Jeris McIntyre was an assistant under Mike Gregory on the Tampa Catholic High School sideline for the past three seasons and blended into his shadow off the field.
But the days of anonymity are gone for McIntyre, who has assumed the leadership mantle of the school where he was a standout receiver. The transition was made official Wednesday with the Crusaders announcing that McIntyre would replace Gregory, who left after five seasons as coach (nine overall) to take an assistant job at Lyon College in Arkansas.
"When I decided to start coaching high school football, I was fortunate enough to come back to my alma mater," McIntyre said. "What better opportunity is there than to return to where it all started for you as a player and learn from some great coaches.
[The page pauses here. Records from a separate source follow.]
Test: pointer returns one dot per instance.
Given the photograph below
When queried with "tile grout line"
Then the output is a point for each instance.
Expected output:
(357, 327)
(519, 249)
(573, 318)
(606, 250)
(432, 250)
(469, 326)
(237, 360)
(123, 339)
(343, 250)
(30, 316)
"I didn't plan on becoming a head coach, but I started envisioning what it would be like to take over at Tampa Catholic. Now that dream has come true."
If McIntyre, 37, had a Crusaders pom-pom, he certainly would wave it.
Though McIntyre had a stellar college career at Auburn and played three seasons in the NFL with the Kansas City Chiefs, the first thing listed on his Twitter profile is Tampa Catholic alum.
The institutional knowledge helped McIntyre stand out among other possible coaching candidates. In choosing McIntyre, the Crusaders ensured continuity in style and substance — much to the approval of the returning players and those within the community.
In fact, McIntyre was the first choice all along.
"We had a coaching change and we only had a few weeks before the start of the season to make a change," athletic director Don Dziagwa said. "Naturally, you'll look at the assistant coaches first. When we looked at Jeris, everything fell into place. He's a graduate of the school, he played at Auburn and in the NFL so it was a well-known name and he's had success everywhere he's been.
"We just felt like we didn't need to look anywhere else."
McIntyre said he will not make wholesale changes to the staff. Former Tampa Bay Buccaneers linebacker David Lewis will remain as the defensive coordinator and former St. Petersburg Catholic coach Dan Mancuso will be promoted to offensive coordinator.
The stability among coaches will also help retain players, something the Crusaders have had trouble doing recently. This offseason, Tampa Catholic had five starters transfer to other schools, including quarterback Kiael Kelly, the son of Crusaders icon Kenny Kelly who is now at bitter rival Jesuit.
Dziagwa noted it was a factor in the coaching decision.
"We knew guys had left, and we heard other teams were already calling our players after hearing Gregory was leaving," Dziagwa said. "We knew we had to name someone as soon as possible because we wanted to let the players still here know there was no reason to leave. They're in good hands with someone they are familiar with."
The hire drew praise from several in the community, including former Tampa Catholic coach Bob Henriquez, who tweeted: "Great pick to take over. Former player of mine, top notch person and player. He's a winner. Trust me."
Still, McIntyre knows all eyes will be on him in one of the most scrutinized transitions among the new coaches in the bay area.
Football at Tampa Catholic, like other schools where the sport has the feel of an assembly line, is about winning. Under Gregory, the Crusaders won three district titles and went to the state semifinals twice.
McIntyre has already won over one key component: the players.
"I like it," senior running back Jalen Bussey said of the hire. "I can't wait to see how this plays out because (McIntyre) is super cool and chill, but we are going to put in work at the same time. He's definitely competitive and wants to win big so might see some high scoring games."